A última declaração delirante foi reforçando o que todos os membros da família dizem em público desde sempre: são fãs de ditadura. Já presidente, Jair Bolsonaro elogiou diversos ditadores, chegando a chamar de "estadista" o paraguaio Stroessner, rei da pedofilia em cuja casa acabam de ser achadas diversas ossadas humanas. Todos os filhos desfilam com camisetas homenageando Brilhante Ustra, torturador condenado.

Mas, desta vez, a torpeza foi diferente. Carlos Bolsonaro valeu-se da falta de respeito pelos fatos para tentar nos passar goela abaixo que ditaduras fazem reformas que interessam ao povo.

Obviamente o pai foi cobrado. Um presidente democraticamente eleito e que jurou defender a Constituição e a democracia deveria ter feito, em nome do povo, uma reprimenda pública à mentira do filho. Não fez. Aliás, fez o que se esperava dele: colocou os melindres dos rebentos mal resolvidos à frente dos interesses do Brasil. Numa ginástica intelectual de tirar o fôlego, corrobora a tese mentirosa de que ditaduras fazem reformas que interessam ao povo.

“É uma opinião dele, e ele tem razão. Se fosse em Cuba ou na Coreia do Norte, já não teriam aprovado tudo quanto é reforma sem Parlamento? Demora, porque tem a discussão. Isso é natural, porque tem muita gente que nos pressiona como se tivesse poder de influenciar o Parlamento. Não tenho esse poder e nem quero ter esse poder em nome da democracia. Ele até falou o óbvio. Eu, se estivesse estudando português no meu tempo de garoto, ia falar que essa é uma figura de linguagem conhecida como pleonasmo abusivo, como o leite é branco, o café é preto, e o gelo é gelado. Não devia ter essa repercussão toda. Teve porque é meu filho. Se fosse qualquer outra pessoa, não teria problema nenhum” - disse o presidente Jair Bolsonaro.

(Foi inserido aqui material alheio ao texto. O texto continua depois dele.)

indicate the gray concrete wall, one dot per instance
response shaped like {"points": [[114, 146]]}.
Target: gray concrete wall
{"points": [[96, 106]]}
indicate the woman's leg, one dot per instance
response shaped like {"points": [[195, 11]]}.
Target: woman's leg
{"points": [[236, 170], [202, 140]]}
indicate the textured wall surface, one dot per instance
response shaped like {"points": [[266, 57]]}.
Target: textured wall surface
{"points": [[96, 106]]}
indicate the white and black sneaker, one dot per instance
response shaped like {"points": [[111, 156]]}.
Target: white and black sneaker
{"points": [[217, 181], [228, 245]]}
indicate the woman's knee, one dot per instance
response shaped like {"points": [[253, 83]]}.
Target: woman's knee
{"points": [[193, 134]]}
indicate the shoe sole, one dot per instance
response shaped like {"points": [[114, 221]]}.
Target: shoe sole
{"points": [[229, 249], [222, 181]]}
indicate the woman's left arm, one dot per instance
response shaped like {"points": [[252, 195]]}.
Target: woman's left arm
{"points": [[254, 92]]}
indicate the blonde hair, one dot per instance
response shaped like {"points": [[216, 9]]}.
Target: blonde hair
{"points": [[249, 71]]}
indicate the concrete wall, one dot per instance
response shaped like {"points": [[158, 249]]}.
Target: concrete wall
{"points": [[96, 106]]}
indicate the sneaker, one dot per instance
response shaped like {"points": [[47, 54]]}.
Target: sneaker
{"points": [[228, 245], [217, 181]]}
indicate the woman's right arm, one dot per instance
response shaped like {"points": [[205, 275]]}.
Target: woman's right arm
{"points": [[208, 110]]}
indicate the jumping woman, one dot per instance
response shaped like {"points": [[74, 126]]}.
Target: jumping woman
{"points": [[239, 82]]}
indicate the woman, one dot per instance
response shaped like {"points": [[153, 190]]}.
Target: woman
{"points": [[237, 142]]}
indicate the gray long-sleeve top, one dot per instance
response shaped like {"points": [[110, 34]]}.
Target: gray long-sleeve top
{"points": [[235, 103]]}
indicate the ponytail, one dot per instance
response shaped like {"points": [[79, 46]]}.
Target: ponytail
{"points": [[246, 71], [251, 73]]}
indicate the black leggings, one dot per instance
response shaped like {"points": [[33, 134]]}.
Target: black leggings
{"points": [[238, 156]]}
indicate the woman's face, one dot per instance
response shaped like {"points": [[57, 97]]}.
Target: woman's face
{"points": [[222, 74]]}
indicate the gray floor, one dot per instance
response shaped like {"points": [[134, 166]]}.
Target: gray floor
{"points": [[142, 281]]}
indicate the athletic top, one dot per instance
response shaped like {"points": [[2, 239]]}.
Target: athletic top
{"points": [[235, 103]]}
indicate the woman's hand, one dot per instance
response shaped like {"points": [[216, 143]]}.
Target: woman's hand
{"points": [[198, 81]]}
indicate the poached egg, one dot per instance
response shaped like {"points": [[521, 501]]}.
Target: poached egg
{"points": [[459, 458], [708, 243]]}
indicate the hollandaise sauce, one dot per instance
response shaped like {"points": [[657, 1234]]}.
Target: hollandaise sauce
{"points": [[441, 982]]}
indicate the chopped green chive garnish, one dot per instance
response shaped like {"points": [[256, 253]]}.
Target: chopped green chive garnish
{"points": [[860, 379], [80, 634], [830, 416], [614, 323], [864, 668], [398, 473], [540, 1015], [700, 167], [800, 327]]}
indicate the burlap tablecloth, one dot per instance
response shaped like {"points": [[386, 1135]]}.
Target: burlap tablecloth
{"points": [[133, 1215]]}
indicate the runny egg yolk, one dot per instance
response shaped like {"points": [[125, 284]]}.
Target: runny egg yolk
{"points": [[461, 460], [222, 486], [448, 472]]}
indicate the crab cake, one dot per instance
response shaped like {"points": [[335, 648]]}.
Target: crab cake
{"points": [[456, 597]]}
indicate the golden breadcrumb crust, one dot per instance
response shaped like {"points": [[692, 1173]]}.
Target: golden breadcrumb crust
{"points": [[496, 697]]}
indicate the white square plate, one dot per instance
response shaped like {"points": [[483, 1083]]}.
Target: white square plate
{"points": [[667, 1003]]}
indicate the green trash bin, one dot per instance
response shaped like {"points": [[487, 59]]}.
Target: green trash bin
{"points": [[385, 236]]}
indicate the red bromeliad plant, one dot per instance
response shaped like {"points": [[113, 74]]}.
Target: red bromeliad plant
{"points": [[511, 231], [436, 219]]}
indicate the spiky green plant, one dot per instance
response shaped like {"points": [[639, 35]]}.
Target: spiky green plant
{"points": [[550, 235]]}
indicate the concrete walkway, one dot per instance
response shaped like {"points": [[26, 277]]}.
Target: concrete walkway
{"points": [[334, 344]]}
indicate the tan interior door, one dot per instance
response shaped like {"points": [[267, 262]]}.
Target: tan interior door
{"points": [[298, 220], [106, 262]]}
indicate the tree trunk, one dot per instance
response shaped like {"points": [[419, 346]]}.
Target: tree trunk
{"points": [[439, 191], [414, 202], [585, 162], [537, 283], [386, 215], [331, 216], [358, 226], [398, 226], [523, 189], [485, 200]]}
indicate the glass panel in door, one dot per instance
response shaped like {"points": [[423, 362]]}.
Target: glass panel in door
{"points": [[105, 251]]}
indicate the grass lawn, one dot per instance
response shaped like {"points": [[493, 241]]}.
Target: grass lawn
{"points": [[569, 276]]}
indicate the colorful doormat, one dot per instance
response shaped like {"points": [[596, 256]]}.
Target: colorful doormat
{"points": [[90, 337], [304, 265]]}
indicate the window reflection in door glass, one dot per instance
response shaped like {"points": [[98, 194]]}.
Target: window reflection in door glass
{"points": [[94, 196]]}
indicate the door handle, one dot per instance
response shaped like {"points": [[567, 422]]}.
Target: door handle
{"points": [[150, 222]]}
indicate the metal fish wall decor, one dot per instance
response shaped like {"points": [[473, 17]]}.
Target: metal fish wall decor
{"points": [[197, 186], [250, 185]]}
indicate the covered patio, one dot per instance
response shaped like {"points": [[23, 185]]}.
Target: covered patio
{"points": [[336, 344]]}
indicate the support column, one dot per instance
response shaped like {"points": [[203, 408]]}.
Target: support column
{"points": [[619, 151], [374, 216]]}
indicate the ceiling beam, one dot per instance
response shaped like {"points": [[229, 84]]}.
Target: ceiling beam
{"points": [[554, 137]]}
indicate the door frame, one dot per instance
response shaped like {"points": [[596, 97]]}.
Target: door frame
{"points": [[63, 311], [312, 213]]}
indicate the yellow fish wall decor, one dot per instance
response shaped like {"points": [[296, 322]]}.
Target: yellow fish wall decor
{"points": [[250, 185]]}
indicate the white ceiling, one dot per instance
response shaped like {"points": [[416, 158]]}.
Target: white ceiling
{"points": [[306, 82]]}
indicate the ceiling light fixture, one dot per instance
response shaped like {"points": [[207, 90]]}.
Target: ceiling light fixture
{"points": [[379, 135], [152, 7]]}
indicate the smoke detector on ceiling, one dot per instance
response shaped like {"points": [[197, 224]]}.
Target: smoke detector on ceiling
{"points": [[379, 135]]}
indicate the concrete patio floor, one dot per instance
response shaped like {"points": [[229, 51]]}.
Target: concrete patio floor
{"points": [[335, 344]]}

Seria muito interessante o presidente responder quais foram essas reformas tão importantes para o povo aprovadas em Cuba ou na Coreia do Norte. Nunca foram feitas e, enquanto houver ditadura, nunca serão. Não precisa. Somente a democracia força os donos do poder a atender anseios do povo.

Na lógica de desprezar os fatos, o presidente da República tem a pretensão de fazer com que o país acredite numa mentira ensurdecedora. Parece lógico que, tendo menos debate, seria muito mais fácil aprovar medidas que são boas para o povo. Só que a origem dessas medidas é justamente o debate. Quando o povo não tem voz, pode ser subjugado e, para se manter no poder, o governante não tem mais o dever de atender aos anseios do povo. Na lógica da ditadura, o poder emana da sustentação feita por uma pequena elite econômica, intelectual e militar. Eles não precisam de reformas, têm benesses.